4 and full agree and still confusedly wondering.. I know I will be shouted down, but what are all you "tech guys" doing in your daily biz, just glueing hyperdocumented boilerplate together and spitting out the same textbook examples, I don't get it.
That's my impression too, for every engineer with master or more you have 10 developers who just got out of a 3 weeks Javascript boot camp

Of course they think Chatgpt is a revolution and will replace developers, that's because they don't see the bigger picture.

If you work on anything remotely hard you already know coding is like 10% of the job and out of this only 10% is trivial and this is the only part got will get right

straight up don't understand the dialogue around chatGPT replacing tech jobs lmao.

Ok can chatgpt understand the super ambiguous requirement demanded by the customer, translate it into something meaningful to implement, anticipate what the customer actually wants (or will need in the future) and make sure the implementation meets that nuanced complexity? doubt it.

are you all writing hello world for a living?

Parts of our job that require skill and parts of our job that require time are not the same.

"understand the super ambiguous requirement demanded by the customer, translate it into something meaningful to implement, anticipate what the customer actually wants (or will need in the future) and make sure the implementation meets that nuanced complexity" takes skill, but that is NOT what takes up most of the workday, implementation does - and if a tool saves some meaningful time on the implementation part, then the same project can be done in the same time with less people, i.e. replacing some jobs.

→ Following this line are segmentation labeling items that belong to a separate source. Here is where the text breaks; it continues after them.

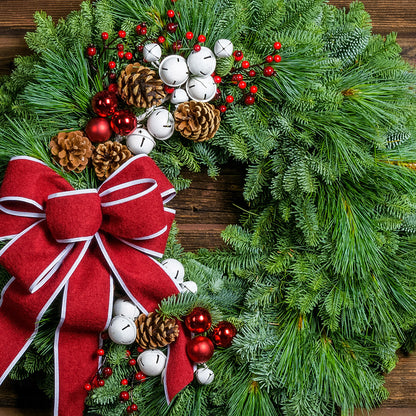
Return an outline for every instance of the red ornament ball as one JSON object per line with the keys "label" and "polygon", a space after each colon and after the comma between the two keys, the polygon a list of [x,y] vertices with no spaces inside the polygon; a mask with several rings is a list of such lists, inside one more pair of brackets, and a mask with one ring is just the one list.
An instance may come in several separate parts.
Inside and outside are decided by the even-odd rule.
{"label": "red ornament ball", "polygon": [[[249,100],[249,103],[246,102],[247,98],[252,98],[253,102]],[[247,95],[244,99],[246,105],[251,105],[254,103],[254,96]],[[221,321],[218,322],[218,325],[214,328],[211,338],[214,341],[215,345],[218,347],[227,348],[233,342],[233,338],[236,336],[237,330],[231,322]]]}
{"label": "red ornament ball", "polygon": [[95,114],[107,117],[114,114],[117,109],[118,101],[114,93],[110,91],[100,91],[92,99],[92,109]]}
{"label": "red ornament ball", "polygon": [[95,143],[106,142],[113,134],[110,121],[105,117],[92,118],[85,127],[85,133]]}
{"label": "red ornament ball", "polygon": [[274,68],[272,66],[266,66],[266,68],[263,69],[263,74],[265,77],[271,77],[274,75]]}
{"label": "red ornament ball", "polygon": [[136,116],[129,110],[117,111],[111,119],[111,128],[116,134],[120,134],[121,136],[127,136],[136,126]]}
{"label": "red ornament ball", "polygon": [[186,344],[186,352],[194,363],[206,363],[214,354],[214,344],[209,338],[198,335]]}
{"label": "red ornament ball", "polygon": [[197,334],[208,331],[211,324],[211,314],[205,308],[194,308],[185,318],[185,326]]}

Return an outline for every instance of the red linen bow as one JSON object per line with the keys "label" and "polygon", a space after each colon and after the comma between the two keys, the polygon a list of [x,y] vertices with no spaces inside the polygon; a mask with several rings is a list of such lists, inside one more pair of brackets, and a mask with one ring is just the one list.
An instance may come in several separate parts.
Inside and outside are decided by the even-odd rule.
{"label": "red linen bow", "polygon": [[[75,191],[37,159],[11,159],[0,188],[0,264],[14,276],[0,299],[0,383],[63,290],[55,333],[55,415],[81,416],[83,386],[97,371],[99,333],[109,324],[114,276],[145,313],[179,293],[160,263],[175,190],[153,160],[130,159],[96,189]],[[183,328],[169,348],[170,401],[193,378]]]}

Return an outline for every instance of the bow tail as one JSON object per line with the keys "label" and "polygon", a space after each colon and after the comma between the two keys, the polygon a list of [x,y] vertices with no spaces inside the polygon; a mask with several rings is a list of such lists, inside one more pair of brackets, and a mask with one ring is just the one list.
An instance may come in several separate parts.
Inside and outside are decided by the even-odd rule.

> that is NOT what takes up most of the workday, implementation does - and if a tool saves some meaningful time on the implementation part

Sorry no, completely untrue here, its about debugging and inter system complexity and getting stuff like debug artifacts together, using various tools, debugger, sniffers here, trace analyzers there, having clue and figuring out the bug, and then fixing it, but please not the surface quick fix, but understanding the root cause (though ChatGPT couldn't even do the first thing well even if guided to most of these I guess, unless trained on multiple 100k to million loc code bases, which would not happen for other reasons)...

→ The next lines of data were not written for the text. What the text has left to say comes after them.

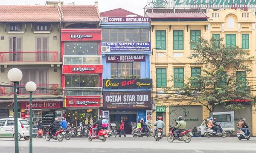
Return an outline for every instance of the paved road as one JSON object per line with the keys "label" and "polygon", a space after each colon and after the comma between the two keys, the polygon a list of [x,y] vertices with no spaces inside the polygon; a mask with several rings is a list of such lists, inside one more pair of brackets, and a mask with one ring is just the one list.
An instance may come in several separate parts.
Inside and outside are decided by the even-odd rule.
{"label": "paved road", "polygon": [[[29,141],[19,141],[20,153],[29,151]],[[167,141],[164,137],[160,141],[153,138],[109,138],[105,142],[93,140],[89,142],[87,138],[73,138],[70,140],[59,142],[44,138],[33,139],[33,152],[49,153],[255,153],[256,138],[247,141],[239,141],[237,138],[192,138],[190,143],[175,141]],[[212,149],[209,151],[209,148]],[[140,150],[139,148],[140,148]],[[13,139],[0,139],[0,153],[14,153]]]}

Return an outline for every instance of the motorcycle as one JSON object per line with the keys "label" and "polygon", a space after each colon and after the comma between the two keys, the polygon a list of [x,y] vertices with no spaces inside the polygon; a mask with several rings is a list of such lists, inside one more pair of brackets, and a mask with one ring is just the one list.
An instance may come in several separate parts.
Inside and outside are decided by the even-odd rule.
{"label": "motorcycle", "polygon": [[[248,128],[249,127],[247,127],[246,130],[247,130]],[[245,135],[245,134],[244,134],[244,132],[242,130],[241,130],[241,129],[238,129],[237,138],[238,138],[238,139],[239,140],[241,140],[242,139],[246,139],[246,140],[250,140],[250,130],[248,130],[248,131],[249,131],[249,133],[247,134],[248,136],[247,136]]]}
{"label": "motorcycle", "polygon": [[204,136],[207,138],[210,138],[212,136],[221,136],[222,138],[225,138],[227,135],[227,133],[223,129],[221,125],[218,125],[216,126],[218,127],[221,129],[221,134],[218,134],[217,133],[213,133],[213,129],[210,129],[209,128],[207,127],[206,132],[204,133]]}
{"label": "motorcycle", "polygon": [[132,124],[132,130],[131,134],[134,137],[143,137],[144,136],[146,136],[149,137],[153,137],[154,136],[154,133],[151,130],[151,128],[150,128],[148,126],[145,125],[146,126],[146,133],[140,133],[140,129],[139,129],[137,127],[137,125]]}
{"label": "motorcycle", "polygon": [[92,127],[91,127],[90,130],[90,132],[88,134],[88,141],[91,141],[93,140],[93,139],[99,139],[101,140],[102,141],[105,141],[107,140],[107,138],[108,137],[108,132],[107,131],[106,128],[105,129],[102,129],[99,131],[98,133],[98,136],[92,138],[92,133],[93,133],[93,128],[94,127],[96,127],[97,126],[93,126]]}
{"label": "motorcycle", "polygon": [[172,130],[171,132],[167,135],[167,141],[169,142],[172,142],[175,139],[178,141],[184,141],[186,143],[189,143],[192,139],[192,136],[193,135],[191,129],[184,130],[180,132],[180,133],[177,133],[179,138],[175,138],[173,134],[174,132],[174,127],[172,126],[169,126]]}
{"label": "motorcycle", "polygon": [[[48,132],[46,133],[46,135],[45,135],[45,140],[47,141],[50,141],[51,139],[51,137],[50,136],[50,135],[49,134],[49,131],[50,131],[52,129],[52,127],[49,127],[48,129]],[[52,138],[54,140],[57,140],[59,141],[62,141],[64,139],[64,136],[63,134],[62,134],[62,132],[64,132],[64,130],[59,129],[57,130],[55,133],[53,134],[54,136]]]}
{"label": "motorcycle", "polygon": [[161,140],[163,138],[163,129],[157,129],[157,132],[156,133],[156,134],[155,134],[154,138],[156,139],[156,141],[159,141],[160,140]]}

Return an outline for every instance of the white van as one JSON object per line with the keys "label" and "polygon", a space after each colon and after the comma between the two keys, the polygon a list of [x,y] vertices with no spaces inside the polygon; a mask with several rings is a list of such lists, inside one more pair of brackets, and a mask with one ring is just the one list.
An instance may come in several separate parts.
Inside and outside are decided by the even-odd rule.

Pure implementation is the easy part (even if actually hard) and not taking up the workday, I'd wished it would more often..

It can help on those fun tasks like doing a visualization of some data for these things sometimes.. but there it is 50% great, other 50% I would have better used google skills and directly headed to docs or Stackoverflow where I can judge answers better, or transfer them to my problem more easy.

I personally doubt even ChatGPT10 will be able to do all these various tasks and reason between them...and even if, how much computing power should be there for how many tech people world-wide? I wonder I never read about scaling and limits..

I simply asked whether they were using 3 or 4. I don't have access to 4 yet.
Yes that's exactly what I do, except they're not really all that well documented.

What are you doing in your daily biz? Could you provide some specific examples I'd like to see how chatgpt reacts to them.

I'm using 4 and I still am constantly having to babysit it and challenge it to get a working result out of it. Don't get me wrong it is absolutely saving me time, but it is very much like being the teacher of a very fast typing junior dev.